- Afghanistan / Ireland
- Dates: 8 – 31 March 2017
- Captains: Asghar Stanikzai / William Porterfield

One Day International series
- Results: Afghanistan won the 5-match series 3–2
- Most runs: Rahmat Shah (262) / Paul Stirling (341)
- Most wickets: Rashid Khan (16) / Kevin O'Brien (7)
- Player of the series: Paul Stirling (Ire)

Twenty20 International series
- Results: Afghanistan won the 3-match series 3–0
- Most runs: Mohammad Nabi (124) / Stuart Thompson (104)
- Most wickets: Rashid Khan (9) / Kevin O'Brien (5)
- Player of the series: Rashid Khan (Afg)
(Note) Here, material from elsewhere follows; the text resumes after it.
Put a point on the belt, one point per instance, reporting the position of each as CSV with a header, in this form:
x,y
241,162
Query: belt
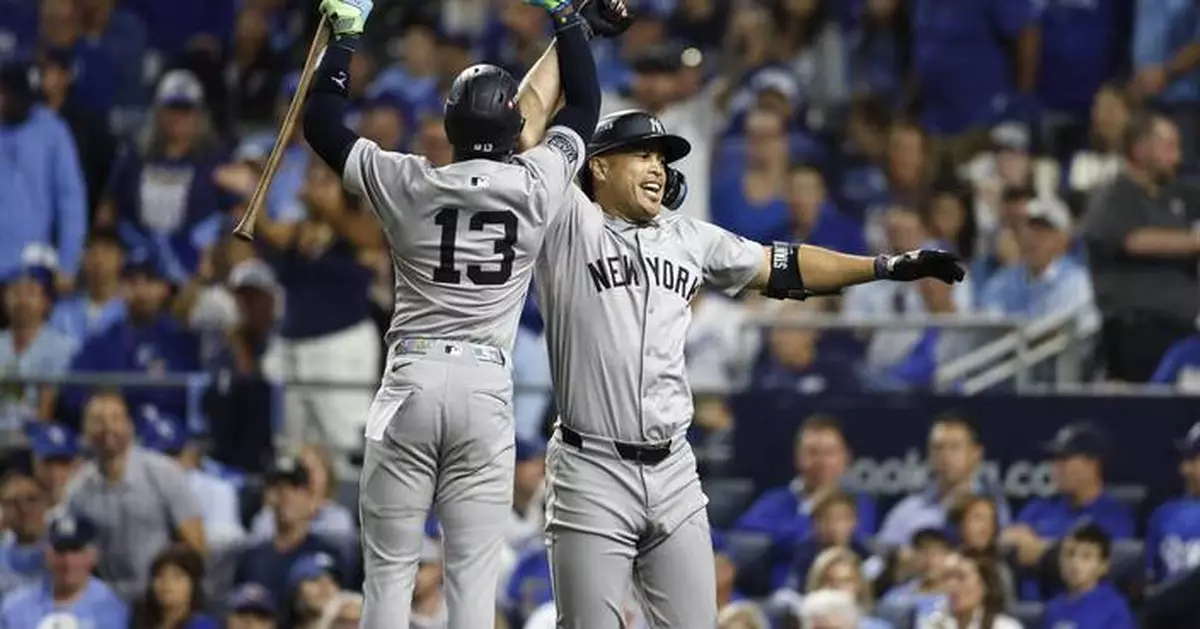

= Irish cricket team against Afghanistan in India in 2016–17 =

International cricket tour

The Ireland cricket team toured India during March 2017 to play five One Day Internationals (ODIs), three Twenty20 International (T20Is) and an ICC Intercontinental Cup match against Afghanistan. All the matches were played at the Greater Noida Sports Complex Ground, Greater Noida, in the state of Uttar Pradesh. Afghanistan won the T20I series 3–0 and the ODI series 3–2. Afghanistan also won the ICC Intercontinental Cup match, by an innings and 172 runs.

==Squads==

| T20Is |  | ODIs |  |
|---|---|---|---|
| Afghanistan | Ireland | Afghanistan | Ireland |
| Asghar Stanikzai (c); Fareed Ahmad; Amir Hamza; Karim Janat; Rashid Khan; Mohammad Nabi; Gulbadin Naib; Naveen-ul-Haq; Shafiqullah; Mohammad Shahzad (wk); Samiullah Shinwari; Najeeb Tarakai; Dawlat Zadran; Najibullah Zadran; Shapoor Zadran; | William Porterfield (c); Peter Chase; George Dockrell; Josh Little; Jacob Mulder; Andrew McBrine; Barry McCarthy; Kevin O'Brien; Boyd Rankin; Paul Stirling; Greg Thompson; Stuart Thompson; Lorcan Tucker; Gary Wilson (wk); Craig Young; | Asghar Stanikzai (c); Aftab Alam; Fareed Ahmad; Amir Hamza; Ihsanullah; Karim Janat; Rashid Khan; Mohammad Nabi; Gulbadin Naib; Shafiqullah; Rahmat Shah; Hashmatullah Shahidi; Mohammad Shahzad (wk); Samiullah Shinwari; Noor Ali Zadran; Dawlat Zadran; Najibullah Zadran; | William Porterfield (c); Andrew Balbirnie; Peter Chase; George Dockrell; Ed Joyce; Jacob Mulder; Tim Murtagh; Andrew McBrine; Barry McCarthy; Tim Murtagh; Kevin O'Brien; Niall O'Brien; Boyd Rankin; Paul Stirling; Stuart Thompson; Gary Wilson (wk); Craig Young; |

Ireland's Josh Little pulled out of the tour because of education commitments. Peter Chase was named as his replacement. Boyd Rankin was ruled out of Ireland's T20I matches with a back injury. He was not fit to play in the ODI series, as he was still recovering from a lower back injury, with Tim Murtagh added to the squad as cover. Rankin was later ruled out of the ODI series, with Peter Chase named as cover for him.